Hello neelpatel89
Here's the proof, then, using the structure in my earlier post.
(a) Consider $\displaystyle p, q \in \mathbb{Z}$, where $\displaystyle f(p) = f(q)$
First: $\displaystyle p\ge 0$ and $\displaystyle q \ge 0 $$\displaystyle \Rightarrow 2p = 2q$
$\displaystyle \Rightarrow p = q$
Then $\displaystyle p < 0$ and $\displaystyle q < 0$ $\displaystyle \Rightarrow -(2p+1) = -(2q+1)$
$\displaystyle \Rightarrow p = q$
Finally, we note that if $\displaystyle p \ge 0, f(p)$ is even and if $\displaystyle q < 0$, $\displaystyle f(q)$ is odd.
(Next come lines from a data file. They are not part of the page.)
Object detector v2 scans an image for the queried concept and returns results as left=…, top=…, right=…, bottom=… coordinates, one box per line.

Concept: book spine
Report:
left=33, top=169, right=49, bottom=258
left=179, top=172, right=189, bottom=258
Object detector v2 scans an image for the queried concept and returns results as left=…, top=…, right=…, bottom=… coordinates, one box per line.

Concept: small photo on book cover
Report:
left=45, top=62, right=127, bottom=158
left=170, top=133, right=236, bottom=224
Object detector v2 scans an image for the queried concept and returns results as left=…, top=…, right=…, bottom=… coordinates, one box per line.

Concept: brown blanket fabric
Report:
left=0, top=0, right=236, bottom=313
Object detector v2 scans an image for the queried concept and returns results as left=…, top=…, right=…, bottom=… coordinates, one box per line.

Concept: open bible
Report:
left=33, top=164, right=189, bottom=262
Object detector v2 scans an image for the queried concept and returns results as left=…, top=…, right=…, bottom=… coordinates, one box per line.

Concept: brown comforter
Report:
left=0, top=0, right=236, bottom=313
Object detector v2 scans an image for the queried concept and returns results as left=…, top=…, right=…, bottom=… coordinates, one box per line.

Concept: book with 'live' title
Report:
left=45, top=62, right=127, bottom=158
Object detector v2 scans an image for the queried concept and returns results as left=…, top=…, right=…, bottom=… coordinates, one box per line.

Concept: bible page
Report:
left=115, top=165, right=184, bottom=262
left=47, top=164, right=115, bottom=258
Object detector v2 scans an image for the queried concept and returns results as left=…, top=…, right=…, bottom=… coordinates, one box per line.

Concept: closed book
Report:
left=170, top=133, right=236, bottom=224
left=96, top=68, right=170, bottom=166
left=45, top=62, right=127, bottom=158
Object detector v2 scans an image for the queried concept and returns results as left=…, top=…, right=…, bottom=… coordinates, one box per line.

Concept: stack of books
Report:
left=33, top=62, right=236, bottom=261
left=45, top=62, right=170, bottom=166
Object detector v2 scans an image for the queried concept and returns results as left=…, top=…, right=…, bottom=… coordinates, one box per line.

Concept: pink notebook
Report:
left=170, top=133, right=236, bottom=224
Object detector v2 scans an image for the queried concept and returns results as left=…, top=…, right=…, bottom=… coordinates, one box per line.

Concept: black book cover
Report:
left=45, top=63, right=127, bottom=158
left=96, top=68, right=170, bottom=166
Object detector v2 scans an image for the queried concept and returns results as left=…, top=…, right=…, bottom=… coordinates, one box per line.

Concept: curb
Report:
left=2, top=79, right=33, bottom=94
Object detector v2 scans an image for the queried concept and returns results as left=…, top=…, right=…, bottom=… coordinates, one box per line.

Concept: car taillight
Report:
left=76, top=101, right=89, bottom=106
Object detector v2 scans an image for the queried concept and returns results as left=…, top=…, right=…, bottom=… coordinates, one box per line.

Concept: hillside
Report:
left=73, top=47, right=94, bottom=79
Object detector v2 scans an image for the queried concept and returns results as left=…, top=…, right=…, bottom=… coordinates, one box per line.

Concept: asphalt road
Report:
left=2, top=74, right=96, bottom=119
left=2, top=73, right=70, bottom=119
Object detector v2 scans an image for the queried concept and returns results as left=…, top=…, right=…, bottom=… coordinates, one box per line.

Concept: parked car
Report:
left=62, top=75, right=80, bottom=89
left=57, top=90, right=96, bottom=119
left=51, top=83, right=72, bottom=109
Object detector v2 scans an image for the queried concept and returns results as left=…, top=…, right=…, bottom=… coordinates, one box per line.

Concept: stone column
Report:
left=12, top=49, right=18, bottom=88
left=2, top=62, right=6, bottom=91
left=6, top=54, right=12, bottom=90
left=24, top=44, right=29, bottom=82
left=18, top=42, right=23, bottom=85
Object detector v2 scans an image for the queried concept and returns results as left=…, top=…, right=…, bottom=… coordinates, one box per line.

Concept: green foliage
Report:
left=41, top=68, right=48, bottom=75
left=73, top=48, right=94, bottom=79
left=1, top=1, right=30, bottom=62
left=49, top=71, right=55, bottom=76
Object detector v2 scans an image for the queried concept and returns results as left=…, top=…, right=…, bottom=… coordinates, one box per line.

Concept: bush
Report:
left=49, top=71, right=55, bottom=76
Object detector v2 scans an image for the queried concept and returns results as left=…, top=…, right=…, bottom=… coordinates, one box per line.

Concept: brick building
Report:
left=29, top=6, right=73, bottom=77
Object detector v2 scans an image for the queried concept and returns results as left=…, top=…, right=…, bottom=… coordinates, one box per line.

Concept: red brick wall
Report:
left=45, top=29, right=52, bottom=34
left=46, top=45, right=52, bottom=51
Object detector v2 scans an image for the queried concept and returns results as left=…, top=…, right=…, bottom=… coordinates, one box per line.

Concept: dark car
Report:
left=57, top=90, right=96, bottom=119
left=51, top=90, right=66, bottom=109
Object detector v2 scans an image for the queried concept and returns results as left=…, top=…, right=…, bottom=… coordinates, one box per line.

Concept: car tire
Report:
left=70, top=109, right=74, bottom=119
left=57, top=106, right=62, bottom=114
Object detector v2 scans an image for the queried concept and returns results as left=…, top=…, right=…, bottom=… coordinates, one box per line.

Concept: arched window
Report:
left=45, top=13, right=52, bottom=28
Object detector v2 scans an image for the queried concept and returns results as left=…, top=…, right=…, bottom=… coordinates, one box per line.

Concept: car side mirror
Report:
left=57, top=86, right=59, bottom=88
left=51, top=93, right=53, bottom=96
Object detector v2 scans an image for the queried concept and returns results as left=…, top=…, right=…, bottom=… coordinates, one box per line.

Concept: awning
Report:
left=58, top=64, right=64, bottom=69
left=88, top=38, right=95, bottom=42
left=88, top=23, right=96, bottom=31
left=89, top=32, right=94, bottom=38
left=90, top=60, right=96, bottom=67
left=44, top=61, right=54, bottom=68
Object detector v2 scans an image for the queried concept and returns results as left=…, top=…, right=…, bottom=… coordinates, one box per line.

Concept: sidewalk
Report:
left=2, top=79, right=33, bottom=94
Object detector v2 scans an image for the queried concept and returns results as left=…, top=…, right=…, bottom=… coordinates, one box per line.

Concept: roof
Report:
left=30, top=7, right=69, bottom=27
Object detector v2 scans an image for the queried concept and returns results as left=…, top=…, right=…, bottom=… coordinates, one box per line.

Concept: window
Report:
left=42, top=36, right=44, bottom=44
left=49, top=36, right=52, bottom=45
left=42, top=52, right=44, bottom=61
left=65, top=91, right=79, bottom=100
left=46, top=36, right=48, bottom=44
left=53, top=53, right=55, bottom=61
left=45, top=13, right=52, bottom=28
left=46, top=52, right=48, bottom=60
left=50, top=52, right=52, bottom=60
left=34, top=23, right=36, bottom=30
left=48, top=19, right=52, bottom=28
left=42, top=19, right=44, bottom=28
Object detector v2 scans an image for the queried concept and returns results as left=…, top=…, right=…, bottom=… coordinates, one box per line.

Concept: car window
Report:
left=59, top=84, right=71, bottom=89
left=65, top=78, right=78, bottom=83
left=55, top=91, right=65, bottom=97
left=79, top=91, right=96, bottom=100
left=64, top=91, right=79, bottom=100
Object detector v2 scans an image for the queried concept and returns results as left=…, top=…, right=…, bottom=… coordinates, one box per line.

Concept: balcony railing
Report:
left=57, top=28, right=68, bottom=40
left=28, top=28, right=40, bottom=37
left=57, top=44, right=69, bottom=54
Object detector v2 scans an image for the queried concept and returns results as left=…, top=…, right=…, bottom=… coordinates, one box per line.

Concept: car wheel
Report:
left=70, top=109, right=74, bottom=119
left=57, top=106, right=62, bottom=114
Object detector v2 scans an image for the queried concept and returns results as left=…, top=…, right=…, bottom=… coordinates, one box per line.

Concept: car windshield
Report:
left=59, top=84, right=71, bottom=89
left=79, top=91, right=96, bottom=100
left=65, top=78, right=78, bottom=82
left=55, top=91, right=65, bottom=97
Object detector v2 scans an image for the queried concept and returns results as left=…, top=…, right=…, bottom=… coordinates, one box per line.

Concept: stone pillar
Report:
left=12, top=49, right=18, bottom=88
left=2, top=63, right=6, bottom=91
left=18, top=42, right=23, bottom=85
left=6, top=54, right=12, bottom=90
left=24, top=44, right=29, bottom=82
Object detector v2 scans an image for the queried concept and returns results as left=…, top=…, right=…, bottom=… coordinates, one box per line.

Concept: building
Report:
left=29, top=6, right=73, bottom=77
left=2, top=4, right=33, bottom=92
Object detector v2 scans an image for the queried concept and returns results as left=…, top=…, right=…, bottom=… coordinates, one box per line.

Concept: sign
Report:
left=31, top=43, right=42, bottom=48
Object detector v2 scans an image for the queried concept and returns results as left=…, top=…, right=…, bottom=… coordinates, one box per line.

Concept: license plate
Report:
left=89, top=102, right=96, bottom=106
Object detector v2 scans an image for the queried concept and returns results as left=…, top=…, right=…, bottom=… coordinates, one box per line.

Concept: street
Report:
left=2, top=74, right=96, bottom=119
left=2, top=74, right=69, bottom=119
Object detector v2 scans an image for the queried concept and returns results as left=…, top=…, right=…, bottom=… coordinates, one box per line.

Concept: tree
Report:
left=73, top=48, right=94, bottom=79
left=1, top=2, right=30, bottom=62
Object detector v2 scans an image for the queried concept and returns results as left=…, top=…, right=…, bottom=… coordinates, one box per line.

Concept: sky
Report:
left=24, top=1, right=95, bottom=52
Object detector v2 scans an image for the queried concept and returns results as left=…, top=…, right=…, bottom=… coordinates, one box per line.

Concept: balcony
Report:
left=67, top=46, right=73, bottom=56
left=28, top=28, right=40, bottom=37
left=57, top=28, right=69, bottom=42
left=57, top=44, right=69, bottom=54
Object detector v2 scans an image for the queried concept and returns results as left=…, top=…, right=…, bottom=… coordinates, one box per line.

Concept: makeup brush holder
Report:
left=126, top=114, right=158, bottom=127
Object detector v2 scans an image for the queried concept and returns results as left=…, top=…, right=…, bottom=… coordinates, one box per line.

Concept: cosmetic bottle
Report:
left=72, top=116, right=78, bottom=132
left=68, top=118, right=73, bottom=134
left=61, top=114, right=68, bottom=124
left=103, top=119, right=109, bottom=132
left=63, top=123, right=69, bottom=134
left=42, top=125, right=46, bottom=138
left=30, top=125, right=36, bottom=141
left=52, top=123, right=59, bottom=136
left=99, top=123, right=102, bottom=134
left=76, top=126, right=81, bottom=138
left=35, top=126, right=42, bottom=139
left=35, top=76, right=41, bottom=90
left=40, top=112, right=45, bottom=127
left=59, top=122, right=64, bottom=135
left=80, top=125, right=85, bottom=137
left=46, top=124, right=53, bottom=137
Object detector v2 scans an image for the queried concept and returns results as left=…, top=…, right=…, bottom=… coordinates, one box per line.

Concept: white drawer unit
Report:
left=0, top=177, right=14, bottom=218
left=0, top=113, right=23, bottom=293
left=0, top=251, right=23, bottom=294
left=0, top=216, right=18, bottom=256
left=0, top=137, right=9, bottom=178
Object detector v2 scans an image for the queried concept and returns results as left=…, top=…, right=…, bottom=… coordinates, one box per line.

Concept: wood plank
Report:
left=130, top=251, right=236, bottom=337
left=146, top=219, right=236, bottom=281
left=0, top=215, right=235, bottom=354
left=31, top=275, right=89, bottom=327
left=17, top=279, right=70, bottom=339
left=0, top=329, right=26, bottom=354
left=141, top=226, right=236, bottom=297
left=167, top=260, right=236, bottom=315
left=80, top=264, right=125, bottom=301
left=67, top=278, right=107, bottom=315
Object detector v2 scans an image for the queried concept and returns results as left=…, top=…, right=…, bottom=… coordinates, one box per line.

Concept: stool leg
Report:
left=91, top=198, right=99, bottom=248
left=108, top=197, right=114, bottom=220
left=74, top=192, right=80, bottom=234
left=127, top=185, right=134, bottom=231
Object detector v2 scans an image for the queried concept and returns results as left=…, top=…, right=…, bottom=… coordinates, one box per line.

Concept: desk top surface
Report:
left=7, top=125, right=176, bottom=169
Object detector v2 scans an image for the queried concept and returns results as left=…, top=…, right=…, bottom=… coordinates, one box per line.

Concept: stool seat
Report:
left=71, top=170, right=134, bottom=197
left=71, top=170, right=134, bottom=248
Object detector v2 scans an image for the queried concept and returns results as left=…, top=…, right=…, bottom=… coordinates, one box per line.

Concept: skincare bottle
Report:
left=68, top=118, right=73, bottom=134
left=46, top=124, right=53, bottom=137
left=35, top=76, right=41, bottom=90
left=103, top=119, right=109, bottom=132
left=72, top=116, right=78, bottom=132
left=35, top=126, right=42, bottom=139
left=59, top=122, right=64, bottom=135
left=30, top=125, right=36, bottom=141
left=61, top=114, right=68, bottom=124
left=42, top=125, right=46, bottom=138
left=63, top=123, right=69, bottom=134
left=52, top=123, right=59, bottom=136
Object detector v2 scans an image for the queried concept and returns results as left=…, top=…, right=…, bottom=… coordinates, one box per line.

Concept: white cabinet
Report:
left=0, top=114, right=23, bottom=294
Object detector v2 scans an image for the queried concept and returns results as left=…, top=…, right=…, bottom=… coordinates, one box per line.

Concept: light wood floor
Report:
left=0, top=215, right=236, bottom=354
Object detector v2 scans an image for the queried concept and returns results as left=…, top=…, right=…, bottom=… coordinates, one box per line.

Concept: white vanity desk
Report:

So $\displaystyle f(p) \ne f(q)$ if $\displaystyle p$ and $\displaystyle q$ have different signs.
So for all $\displaystyle p,q \in \mathbb{Z}, f(p) = f(q) \Rightarrow p = q$, and therefore $\displaystyle f$ is injective.
(b) Consider $\displaystyle m \in \mathbb{N} \cup \{0\}$.
Then if $\displaystyle m$ is even, $\displaystyle m = 2n$ for some $\displaystyle n \in\mathbb{N} \cup \{0\}$. Also $\displaystyle m \ge 0$. So $\displaystyle n \ge 0$. Therefore $\displaystyle f(n) = m$ for some $\displaystyle n \in \mathbb{Z}$.
If $\displaystyle m$ is odd, $\displaystyle m \ge 1$ and therefore $\displaystyle m = 2n-1$ for some $\displaystyle n > 0$
$\displaystyle \Rightarrow m = -(2(-n)+1)$, where $\displaystyle (-n) < 0$
$\displaystyle \Rightarrow m = f(-n)$
Therefore for all $\displaystyle m \in \mathbb{N} \cup \{0\}$, there is an $\displaystyle n \in \mathbb{Z}$ such that $\displaystyle f(n) = m$. Therefore $\displaystyle f$ is surjective.
Grandad